И лишь двух полностью готовых портретов: изысканные холодные тона, серая гамма с каплями яркости, действующей на глаза как бич.
На одном нагая девушка, по сути дела подросток с его мальчишеской угловатой грацией, привязана к древесному стволу. Мы видели её вполоборота: тёмные волосы распущены, слегка припухший рот похож на рану, сбоку и напротив уродливый, коренастый карлик, широко расставив ноги, целится в её грудь из лука.

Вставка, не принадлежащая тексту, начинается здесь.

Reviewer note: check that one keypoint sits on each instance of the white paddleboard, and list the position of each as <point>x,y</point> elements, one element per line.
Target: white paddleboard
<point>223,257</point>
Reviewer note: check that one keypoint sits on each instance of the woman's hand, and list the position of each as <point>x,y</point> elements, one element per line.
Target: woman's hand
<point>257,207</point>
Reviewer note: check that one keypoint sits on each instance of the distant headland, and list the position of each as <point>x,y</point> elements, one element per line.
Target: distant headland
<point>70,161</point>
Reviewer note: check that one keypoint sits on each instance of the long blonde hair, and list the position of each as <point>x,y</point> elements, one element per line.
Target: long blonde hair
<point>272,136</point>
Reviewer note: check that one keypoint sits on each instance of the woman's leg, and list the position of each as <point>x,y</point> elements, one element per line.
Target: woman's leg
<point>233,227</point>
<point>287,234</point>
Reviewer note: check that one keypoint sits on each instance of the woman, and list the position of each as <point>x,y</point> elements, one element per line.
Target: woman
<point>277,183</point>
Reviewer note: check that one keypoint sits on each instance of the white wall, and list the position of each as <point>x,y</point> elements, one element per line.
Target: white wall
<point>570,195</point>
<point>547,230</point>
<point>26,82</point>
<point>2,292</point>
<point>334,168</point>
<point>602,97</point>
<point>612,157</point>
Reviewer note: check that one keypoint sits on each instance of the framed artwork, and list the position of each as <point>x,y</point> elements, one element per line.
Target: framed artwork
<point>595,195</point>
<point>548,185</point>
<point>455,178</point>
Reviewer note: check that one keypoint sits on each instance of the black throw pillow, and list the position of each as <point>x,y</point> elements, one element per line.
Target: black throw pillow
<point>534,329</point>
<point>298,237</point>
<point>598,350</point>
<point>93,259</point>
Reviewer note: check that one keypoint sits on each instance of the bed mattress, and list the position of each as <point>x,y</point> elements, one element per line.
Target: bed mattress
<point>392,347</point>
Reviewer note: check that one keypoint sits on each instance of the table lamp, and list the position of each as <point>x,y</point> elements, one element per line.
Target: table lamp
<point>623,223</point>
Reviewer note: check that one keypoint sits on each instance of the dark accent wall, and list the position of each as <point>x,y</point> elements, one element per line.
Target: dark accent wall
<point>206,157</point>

Кровавая капля на одном из незрелых сосков, ручеёк той же краски стекает по бедру.
На другом та же персона, но взятая строго анфас: губы стиснуты в гримасе потаённого страдания, волосы упрятаны под каску с античным гребнем, нагота укрыта, стянута вервием, похожим на осеннюю траву и на пряди огня. Это и есть пламя…
Образы почти резкие, режущие в своей безнадёжности. Таинственные до холода, до озноба. Раскалённый, обжигающий лед.
– Парный двойник моего двойника, – сдавленно шепчет Эуген.
– Ида Эмерель. Жемчужина. Она была танцовщицей, – говорит Ромэйн. – Играла в современных мистериях – Дебюсси, Онеггера – святую Жанну, изображала Себастиана, хотя была женщиной, моей женщиной и вдобавок иудейкой. Предостережение архиепископа Парижского, данное верным католикам, равно записи в проскрипционном списке. Тюрьма в Руане была нисколько не страшней концлагеря. Костёр вполне подобен печи крематория.
Объяснение так же непонятно, как зрелище, но что это вторая ипостась того же образа, что находится в замке, не оставалось сомнений.
– Это всё, что ты наживописала здесь? – снова почти без голоса спрашивает наш мальчик.
– Это всё, что перенеслось сюда следом за мной, – отвечает женщина. – Не знаю, право, с какой целью. Один из моих друзей, потомок Меровингов, денди, поэт, литератор – и тонкий ценитель изящного, однажды написал, что я ворую души своими портретами. И поднимаю из праха давно усопшую плоть. Возможно, так и есть – и две половинки одного существа, любимейшего существа, готовы в возмещение разорвать меня надвое.
Вот это Ромэйн и считает своим прегрешением? Не беззаконную любовь к подобным себе, а жизнь и творчество на разрыв души? Дерзость пересотворения и пересоздания?
Вопросы, ответов на которые я не требовал. Ибо в какой-то мере на них отвечала сама художница.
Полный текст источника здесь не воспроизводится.